Tavares, 31, played a season-low 15 minutes and four seconds against Montreal on Monday, and the fear is he has begun the downward slide that so many athletes experience after 30.
This is Tavares’s longest goalless drought since he went 11 straight games without a goal to finish the 2011-12 season. He went 17 straight games without a goal in his rookie season, and 13 without a goal in the early part of the 2011-12 season.
The line simply seems out of sync. For example, Tavares will often retrieve a puck along the boards and send it a few feet behind him. Matthews will do this too, with Mitch Marner in the vicinity to pick it up.

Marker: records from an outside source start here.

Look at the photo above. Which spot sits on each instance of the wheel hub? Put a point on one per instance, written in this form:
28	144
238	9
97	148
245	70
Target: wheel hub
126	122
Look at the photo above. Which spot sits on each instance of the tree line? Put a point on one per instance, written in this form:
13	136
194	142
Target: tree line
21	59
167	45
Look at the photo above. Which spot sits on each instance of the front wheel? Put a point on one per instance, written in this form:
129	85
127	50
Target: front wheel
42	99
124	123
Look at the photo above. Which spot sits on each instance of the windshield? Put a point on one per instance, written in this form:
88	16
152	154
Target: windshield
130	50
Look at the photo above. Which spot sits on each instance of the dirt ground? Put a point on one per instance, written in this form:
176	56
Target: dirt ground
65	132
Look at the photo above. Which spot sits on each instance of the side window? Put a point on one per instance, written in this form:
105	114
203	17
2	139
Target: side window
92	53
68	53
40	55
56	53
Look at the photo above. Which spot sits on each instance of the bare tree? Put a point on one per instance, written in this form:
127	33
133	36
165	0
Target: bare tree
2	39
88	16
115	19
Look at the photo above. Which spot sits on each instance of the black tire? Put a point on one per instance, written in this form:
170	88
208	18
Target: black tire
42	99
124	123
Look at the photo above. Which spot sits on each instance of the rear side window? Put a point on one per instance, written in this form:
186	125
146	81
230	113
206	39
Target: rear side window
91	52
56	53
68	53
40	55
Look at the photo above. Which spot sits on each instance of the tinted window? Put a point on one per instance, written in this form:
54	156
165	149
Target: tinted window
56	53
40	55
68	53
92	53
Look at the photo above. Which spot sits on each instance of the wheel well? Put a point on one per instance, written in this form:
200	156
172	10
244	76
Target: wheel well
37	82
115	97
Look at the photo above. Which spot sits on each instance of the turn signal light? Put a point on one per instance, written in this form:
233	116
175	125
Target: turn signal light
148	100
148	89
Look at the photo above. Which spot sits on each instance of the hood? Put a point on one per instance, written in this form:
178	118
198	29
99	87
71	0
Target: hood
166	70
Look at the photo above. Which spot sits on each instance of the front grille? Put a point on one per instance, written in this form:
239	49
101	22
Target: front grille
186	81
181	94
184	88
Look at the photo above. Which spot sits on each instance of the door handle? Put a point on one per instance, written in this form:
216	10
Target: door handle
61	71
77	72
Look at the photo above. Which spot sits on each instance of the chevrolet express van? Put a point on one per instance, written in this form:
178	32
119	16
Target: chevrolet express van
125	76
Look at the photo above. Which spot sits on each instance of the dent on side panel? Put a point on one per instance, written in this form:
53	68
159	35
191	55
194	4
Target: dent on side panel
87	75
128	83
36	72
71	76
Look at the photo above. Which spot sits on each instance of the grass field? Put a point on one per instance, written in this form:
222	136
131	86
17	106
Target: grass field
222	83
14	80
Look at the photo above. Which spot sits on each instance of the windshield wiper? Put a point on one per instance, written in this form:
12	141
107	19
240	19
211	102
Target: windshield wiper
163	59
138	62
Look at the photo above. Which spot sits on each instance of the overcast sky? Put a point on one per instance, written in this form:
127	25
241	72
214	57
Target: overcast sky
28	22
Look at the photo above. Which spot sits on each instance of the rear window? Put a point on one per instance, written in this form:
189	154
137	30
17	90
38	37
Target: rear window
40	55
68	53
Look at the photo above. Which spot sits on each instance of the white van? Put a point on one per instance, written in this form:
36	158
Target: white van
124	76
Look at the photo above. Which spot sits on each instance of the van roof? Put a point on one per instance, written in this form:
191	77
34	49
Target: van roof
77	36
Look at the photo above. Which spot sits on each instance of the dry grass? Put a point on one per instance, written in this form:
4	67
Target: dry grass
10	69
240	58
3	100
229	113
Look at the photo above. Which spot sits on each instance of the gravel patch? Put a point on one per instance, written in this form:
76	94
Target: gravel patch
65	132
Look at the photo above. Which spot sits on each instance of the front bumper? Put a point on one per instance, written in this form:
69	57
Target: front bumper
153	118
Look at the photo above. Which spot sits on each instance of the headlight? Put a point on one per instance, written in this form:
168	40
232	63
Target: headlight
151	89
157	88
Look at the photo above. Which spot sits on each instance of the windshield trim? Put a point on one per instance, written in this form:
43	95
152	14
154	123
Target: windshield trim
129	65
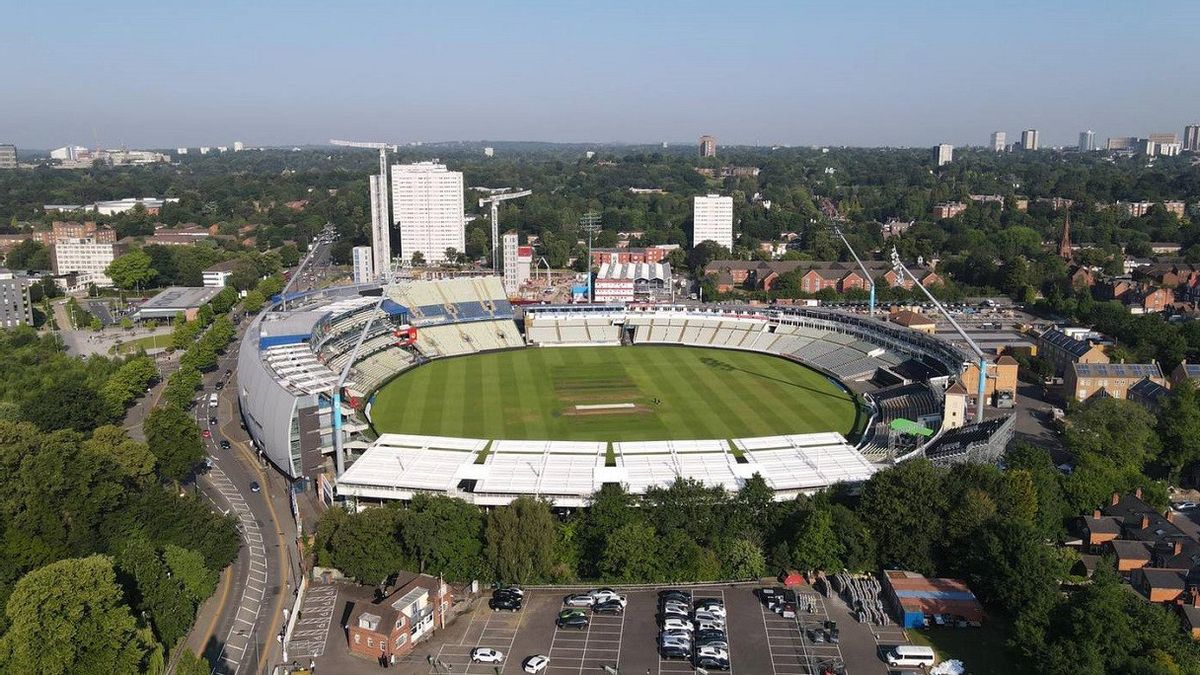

But when Tavares has done it, neither Nylander nor Kerfoot were anywhere in the vicinity. Tavares’s hard-won puck battle goes for naught, or less than naught, ending up on the opposition stick with the play going the other way. Pittsburgh and St. Louis each got scoring chances from it in recent games.
For now, it is simply a slump. All players go through them. Since Tavares entered the league in 2009, his 381 goals are third only to Alex Ovechkin (542) and Steve Stamkos (439). And his 866 points are sixth in the NHL.
But the Leafs, who have lost five of their last seven games, need Tavares, and for that matter Nylander, to snap out of it.